AI for Abolition? A Participatory Design Approach
Carolyn Wang, Avriel Epps, Taylor Ferrari, Ra Ames
TL;DR
This paper addresses how AI, specifically large language models, can be aligned with abolitionist goals by engaging TJ/RJ practitioners in a participatory design process. It outlines a methodology grounded in participatory action research to co-create an evaluation framework and identify practical AI use cases that support restorative and transformative justice without reproducing oppressive power dynamics. The authors propose a value-reflective evaluation scheme and a constitution-like set of principles to assess LLM outputs, coupled with a plan to test resource-efficient models and gather practitioner-derived prompts. The work contributes a concrete process for value-aligned AI design in marginalized communities and outlines concrete next steps, including data collection, prompt engineering, and expert-in-the-loop annotation.
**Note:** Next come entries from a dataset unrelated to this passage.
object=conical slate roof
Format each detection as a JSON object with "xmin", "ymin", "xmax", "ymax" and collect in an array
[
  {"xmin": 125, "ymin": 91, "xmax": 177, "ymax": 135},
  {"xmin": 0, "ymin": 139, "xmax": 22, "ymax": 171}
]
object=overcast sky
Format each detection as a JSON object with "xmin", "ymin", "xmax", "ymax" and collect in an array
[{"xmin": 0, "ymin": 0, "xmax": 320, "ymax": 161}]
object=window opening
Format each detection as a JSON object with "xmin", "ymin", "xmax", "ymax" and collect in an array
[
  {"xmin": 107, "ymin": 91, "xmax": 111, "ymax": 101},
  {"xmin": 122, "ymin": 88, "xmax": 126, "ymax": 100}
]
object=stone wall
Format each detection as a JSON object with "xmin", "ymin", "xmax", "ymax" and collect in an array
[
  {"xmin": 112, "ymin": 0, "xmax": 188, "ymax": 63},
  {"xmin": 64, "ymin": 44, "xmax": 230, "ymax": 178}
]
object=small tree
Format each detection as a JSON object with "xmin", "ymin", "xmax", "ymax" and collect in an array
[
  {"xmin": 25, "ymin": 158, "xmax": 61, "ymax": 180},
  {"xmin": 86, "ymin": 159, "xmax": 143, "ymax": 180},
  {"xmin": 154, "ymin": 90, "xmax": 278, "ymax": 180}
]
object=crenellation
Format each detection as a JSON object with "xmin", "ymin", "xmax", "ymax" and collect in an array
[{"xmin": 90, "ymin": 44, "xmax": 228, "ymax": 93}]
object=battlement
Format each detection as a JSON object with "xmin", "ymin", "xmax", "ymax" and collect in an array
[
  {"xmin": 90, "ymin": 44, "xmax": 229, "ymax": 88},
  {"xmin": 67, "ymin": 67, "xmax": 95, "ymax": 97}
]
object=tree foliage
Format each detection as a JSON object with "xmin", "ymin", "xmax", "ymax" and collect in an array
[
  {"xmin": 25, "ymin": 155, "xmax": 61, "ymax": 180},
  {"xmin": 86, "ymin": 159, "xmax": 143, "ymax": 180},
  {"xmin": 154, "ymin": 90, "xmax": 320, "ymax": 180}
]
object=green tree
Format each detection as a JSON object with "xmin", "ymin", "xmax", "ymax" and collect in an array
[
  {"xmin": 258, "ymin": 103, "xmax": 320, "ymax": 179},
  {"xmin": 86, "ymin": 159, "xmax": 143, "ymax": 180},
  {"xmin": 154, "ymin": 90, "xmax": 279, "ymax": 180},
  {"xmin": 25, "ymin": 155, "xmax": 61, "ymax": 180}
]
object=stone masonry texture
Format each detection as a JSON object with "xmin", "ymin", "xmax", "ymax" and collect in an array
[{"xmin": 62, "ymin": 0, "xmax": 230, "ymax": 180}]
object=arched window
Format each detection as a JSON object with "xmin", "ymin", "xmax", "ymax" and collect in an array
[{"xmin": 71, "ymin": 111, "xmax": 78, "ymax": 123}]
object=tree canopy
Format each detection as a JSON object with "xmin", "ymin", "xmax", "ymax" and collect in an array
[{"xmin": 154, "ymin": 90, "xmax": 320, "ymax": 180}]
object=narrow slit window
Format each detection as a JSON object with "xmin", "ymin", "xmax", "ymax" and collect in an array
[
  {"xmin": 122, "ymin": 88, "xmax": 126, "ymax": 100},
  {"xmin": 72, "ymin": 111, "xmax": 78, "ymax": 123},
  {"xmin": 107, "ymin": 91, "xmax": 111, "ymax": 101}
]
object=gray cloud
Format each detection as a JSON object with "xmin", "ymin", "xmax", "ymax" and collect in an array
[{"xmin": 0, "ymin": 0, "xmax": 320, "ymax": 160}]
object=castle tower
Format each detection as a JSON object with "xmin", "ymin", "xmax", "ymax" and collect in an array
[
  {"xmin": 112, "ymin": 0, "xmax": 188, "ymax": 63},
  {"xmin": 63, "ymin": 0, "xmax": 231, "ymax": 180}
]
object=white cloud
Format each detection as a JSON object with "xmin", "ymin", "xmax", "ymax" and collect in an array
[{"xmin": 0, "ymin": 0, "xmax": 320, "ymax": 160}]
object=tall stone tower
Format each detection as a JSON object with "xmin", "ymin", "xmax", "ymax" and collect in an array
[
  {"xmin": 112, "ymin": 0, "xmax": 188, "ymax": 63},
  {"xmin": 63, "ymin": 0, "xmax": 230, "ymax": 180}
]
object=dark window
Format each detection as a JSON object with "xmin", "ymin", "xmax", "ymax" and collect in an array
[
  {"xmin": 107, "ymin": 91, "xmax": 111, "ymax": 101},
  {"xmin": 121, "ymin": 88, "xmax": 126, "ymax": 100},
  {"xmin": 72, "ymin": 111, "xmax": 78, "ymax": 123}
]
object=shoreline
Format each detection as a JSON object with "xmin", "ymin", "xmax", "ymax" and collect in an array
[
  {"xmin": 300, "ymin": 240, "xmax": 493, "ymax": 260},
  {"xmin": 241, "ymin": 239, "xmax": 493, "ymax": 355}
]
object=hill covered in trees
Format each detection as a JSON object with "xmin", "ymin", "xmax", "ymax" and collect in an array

Overall, the approach aims to democratize AI development, highlight data stewardship, and foreground abolitionist praxis in AI research and deployment.
Abstract
The abolitionist community faces challenges from both the carceral state and oppressive technologies which, by empowering the ruling class who have the resources to develop artificial intelligence (AI), serve to entrench societal inequities even more deeply. This paper presents a case study in participatory design with transformative and restorative justice practitioners with the goal of designing an AI system to support their work. By co-designing an evaluation framework for large language models with the practitioners, we hope to push back against the exclusionary status quo of AI and extent AI's potentiality to a historically marginalized community.